Court Opinion

ID: 4729331
Source: CourtListenerOpinion
Date Created: 2021-08-12 02:54:26.581565+00
Date Added: 2024-06-11T08:07:58.401548
License: Public Domain

Mount, J.
(dissenting)- — I agree to the rules as stated in the majority opinion, but I cannot assent to the conclusion that the plaintiffs were damaged in the sum of $650. The total value of the property which plaintiffs intended to purchase, as found by the court, was $2,130. The price paid was $1,650. The difference was $480, which represents the whole damage under the rule stated. The fallacy of the conclusion of the majority is readily seen by applying the rule *246as stated. It is also seen by the following considerations: If plaintiffs had rescinded the contract, as they had a right to do, they would have been required to return the whole property to the defendants and receive their money back, $1,650. Instead of rescinding the contract, they chose to keep the live stock valued at $550, and forty acres of land valued at $950, or a total value of $1,500. It must be assumed that the plaintiffs had paid, or were willing to pay, this value for the property which they retained. The trial court found that the eighteen acres of land, which was not conveyed, because it was not owned by the vendors, was of the value of $630. There must have been some consideration for the purchase of this tract of land.

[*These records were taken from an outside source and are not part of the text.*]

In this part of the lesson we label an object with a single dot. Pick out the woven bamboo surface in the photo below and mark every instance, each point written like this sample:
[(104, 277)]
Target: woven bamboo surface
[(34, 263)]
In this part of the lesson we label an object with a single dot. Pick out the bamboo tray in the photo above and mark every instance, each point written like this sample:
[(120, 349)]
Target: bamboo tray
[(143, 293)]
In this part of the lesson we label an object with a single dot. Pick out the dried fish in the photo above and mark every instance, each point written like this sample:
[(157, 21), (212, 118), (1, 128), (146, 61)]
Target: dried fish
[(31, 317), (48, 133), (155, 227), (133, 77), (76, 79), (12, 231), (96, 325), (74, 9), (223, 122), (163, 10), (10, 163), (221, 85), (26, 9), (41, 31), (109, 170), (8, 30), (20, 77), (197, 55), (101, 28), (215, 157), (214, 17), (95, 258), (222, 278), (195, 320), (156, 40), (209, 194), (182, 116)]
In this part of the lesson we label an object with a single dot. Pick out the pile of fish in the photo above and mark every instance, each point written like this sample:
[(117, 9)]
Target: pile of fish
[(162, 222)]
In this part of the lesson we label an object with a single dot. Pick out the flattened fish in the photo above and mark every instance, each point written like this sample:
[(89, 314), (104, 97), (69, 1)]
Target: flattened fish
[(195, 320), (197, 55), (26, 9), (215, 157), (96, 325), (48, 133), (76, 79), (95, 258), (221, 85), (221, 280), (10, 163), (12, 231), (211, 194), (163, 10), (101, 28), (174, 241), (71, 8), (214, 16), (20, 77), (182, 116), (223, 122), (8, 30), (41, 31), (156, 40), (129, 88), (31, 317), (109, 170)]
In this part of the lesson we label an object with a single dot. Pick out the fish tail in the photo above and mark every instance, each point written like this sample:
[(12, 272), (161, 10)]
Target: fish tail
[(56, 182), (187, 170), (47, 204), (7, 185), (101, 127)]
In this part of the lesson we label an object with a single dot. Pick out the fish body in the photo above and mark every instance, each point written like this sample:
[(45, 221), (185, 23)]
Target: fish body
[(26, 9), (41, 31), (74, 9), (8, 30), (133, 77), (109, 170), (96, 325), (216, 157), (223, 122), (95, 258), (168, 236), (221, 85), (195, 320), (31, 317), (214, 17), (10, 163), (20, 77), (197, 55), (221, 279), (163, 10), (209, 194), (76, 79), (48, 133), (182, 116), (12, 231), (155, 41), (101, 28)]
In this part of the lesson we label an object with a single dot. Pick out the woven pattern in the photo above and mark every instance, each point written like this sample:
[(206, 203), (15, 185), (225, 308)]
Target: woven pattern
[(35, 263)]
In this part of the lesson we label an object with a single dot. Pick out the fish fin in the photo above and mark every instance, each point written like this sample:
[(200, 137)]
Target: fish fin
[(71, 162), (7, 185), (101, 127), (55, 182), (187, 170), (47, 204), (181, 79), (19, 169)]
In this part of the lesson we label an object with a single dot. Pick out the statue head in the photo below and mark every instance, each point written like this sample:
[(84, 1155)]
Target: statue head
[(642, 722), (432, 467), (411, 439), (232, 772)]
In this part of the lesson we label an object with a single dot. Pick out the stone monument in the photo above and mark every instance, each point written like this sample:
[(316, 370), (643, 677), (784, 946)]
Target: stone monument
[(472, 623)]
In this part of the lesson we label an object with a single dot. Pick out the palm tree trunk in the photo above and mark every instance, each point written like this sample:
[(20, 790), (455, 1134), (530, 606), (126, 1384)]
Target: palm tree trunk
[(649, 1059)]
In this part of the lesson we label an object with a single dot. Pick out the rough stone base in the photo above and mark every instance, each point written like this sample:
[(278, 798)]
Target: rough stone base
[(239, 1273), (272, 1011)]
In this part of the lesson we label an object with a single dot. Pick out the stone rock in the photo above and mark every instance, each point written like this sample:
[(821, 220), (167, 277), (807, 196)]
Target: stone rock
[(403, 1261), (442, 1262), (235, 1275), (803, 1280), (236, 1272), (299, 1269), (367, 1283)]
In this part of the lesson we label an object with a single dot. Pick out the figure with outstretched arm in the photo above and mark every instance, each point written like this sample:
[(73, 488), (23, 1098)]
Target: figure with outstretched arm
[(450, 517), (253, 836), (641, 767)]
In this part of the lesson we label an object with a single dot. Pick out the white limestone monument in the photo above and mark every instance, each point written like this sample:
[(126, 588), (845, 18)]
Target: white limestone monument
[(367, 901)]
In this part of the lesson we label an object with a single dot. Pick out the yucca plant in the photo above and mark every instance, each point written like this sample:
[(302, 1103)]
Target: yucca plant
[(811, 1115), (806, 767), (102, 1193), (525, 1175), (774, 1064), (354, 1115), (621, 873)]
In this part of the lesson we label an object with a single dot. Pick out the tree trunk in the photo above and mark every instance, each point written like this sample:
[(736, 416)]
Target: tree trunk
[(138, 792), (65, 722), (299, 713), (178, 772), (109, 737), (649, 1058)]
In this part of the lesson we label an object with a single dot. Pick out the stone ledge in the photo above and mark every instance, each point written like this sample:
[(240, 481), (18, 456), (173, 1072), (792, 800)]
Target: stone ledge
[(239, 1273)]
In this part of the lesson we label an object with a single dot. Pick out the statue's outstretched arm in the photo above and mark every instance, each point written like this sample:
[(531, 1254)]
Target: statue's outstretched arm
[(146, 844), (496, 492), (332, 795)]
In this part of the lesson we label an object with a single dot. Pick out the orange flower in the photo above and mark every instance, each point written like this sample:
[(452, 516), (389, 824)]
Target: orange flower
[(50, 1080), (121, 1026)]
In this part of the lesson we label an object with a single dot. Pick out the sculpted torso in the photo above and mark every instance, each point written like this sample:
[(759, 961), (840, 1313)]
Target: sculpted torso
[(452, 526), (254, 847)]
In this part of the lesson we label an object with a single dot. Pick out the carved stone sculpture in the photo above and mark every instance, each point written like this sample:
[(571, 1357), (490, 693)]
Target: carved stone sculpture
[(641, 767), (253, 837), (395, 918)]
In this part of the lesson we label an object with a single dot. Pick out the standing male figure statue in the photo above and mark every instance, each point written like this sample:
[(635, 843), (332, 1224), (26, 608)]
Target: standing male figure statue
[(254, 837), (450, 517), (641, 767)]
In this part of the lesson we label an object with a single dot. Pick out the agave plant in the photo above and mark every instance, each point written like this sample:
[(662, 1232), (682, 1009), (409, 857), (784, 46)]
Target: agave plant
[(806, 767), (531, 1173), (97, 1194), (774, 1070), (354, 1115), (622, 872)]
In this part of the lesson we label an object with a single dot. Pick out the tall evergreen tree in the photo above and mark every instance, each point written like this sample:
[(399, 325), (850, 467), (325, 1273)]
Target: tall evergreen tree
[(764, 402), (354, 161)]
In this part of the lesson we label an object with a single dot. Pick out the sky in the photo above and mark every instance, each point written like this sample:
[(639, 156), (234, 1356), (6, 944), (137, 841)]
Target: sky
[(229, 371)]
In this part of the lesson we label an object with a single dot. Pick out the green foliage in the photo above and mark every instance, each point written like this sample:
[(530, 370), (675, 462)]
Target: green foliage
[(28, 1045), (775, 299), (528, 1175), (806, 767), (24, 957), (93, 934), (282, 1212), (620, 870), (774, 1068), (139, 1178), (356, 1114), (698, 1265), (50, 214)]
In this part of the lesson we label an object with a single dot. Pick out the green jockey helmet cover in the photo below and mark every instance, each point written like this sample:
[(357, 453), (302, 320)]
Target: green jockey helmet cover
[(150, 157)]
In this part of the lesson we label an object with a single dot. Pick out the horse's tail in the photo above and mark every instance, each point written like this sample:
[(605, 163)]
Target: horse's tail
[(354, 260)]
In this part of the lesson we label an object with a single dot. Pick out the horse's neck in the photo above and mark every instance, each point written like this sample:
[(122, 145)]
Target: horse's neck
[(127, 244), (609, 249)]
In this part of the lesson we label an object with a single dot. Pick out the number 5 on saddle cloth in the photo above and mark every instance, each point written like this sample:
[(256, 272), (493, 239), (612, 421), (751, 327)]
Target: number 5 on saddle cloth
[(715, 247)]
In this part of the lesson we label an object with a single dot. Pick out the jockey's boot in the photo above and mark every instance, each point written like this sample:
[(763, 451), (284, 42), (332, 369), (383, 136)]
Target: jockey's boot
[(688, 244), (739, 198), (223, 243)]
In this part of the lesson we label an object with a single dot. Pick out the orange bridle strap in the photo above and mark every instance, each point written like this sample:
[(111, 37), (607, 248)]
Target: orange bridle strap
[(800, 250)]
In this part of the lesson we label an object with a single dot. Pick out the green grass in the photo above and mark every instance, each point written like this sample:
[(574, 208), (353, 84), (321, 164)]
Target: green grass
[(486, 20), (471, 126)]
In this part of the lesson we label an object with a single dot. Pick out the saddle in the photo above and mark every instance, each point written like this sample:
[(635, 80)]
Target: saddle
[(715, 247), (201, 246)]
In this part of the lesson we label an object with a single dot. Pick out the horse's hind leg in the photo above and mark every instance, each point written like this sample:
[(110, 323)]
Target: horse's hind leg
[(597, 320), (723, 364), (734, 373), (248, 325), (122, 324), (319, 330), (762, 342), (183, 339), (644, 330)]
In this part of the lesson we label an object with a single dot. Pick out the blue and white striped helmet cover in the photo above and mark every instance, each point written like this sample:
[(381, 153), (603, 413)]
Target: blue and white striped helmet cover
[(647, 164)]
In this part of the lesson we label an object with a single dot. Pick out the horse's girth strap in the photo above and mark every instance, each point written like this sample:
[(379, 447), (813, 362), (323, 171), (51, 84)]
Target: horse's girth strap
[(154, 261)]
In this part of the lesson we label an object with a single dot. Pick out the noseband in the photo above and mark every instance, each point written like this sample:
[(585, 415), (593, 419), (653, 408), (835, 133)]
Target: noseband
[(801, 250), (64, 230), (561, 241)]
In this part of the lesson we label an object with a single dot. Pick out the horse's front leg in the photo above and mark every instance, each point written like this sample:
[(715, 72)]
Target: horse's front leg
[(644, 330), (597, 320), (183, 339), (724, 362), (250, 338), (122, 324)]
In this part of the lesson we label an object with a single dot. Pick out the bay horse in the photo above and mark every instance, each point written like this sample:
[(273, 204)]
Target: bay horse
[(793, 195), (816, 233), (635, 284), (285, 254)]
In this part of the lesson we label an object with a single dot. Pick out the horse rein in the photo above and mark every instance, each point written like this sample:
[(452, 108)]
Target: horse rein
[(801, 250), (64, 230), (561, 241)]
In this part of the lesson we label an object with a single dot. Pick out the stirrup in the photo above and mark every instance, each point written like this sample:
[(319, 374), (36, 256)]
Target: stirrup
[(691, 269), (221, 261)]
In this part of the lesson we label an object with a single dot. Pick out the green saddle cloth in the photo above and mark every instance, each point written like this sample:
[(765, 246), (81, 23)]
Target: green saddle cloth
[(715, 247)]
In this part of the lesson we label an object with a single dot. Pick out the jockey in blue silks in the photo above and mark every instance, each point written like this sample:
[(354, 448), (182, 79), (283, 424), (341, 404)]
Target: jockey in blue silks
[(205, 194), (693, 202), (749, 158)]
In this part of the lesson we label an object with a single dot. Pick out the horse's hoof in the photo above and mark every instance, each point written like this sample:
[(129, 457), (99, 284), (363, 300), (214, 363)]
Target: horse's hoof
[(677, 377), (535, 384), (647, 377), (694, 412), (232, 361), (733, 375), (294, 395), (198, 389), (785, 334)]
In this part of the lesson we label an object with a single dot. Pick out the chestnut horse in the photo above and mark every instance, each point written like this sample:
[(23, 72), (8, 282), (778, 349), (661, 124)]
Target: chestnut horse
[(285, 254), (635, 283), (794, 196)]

That consideration necessarily must have been at least the difference between $1,500, the value of the property retained by the plaintiffs, and the price paid, viz., $1,650, which difference is $150. This was the amount which plaintiffs paid in excess of the value of the property they received. The difference between the property received and what they intended to purchase was $630, for which they paid at least $150. They were, therefore, damaged in the difference, or $480. The result reached by the majority, in effect, says that no part of the consideration was paid for the eighteen-acre tract, and that all the profits of the purchase rested in this tract, which, of course, is not correct either in theory or usual dealing. I therefore think the judgment should be for the sum of $480 instead of $630.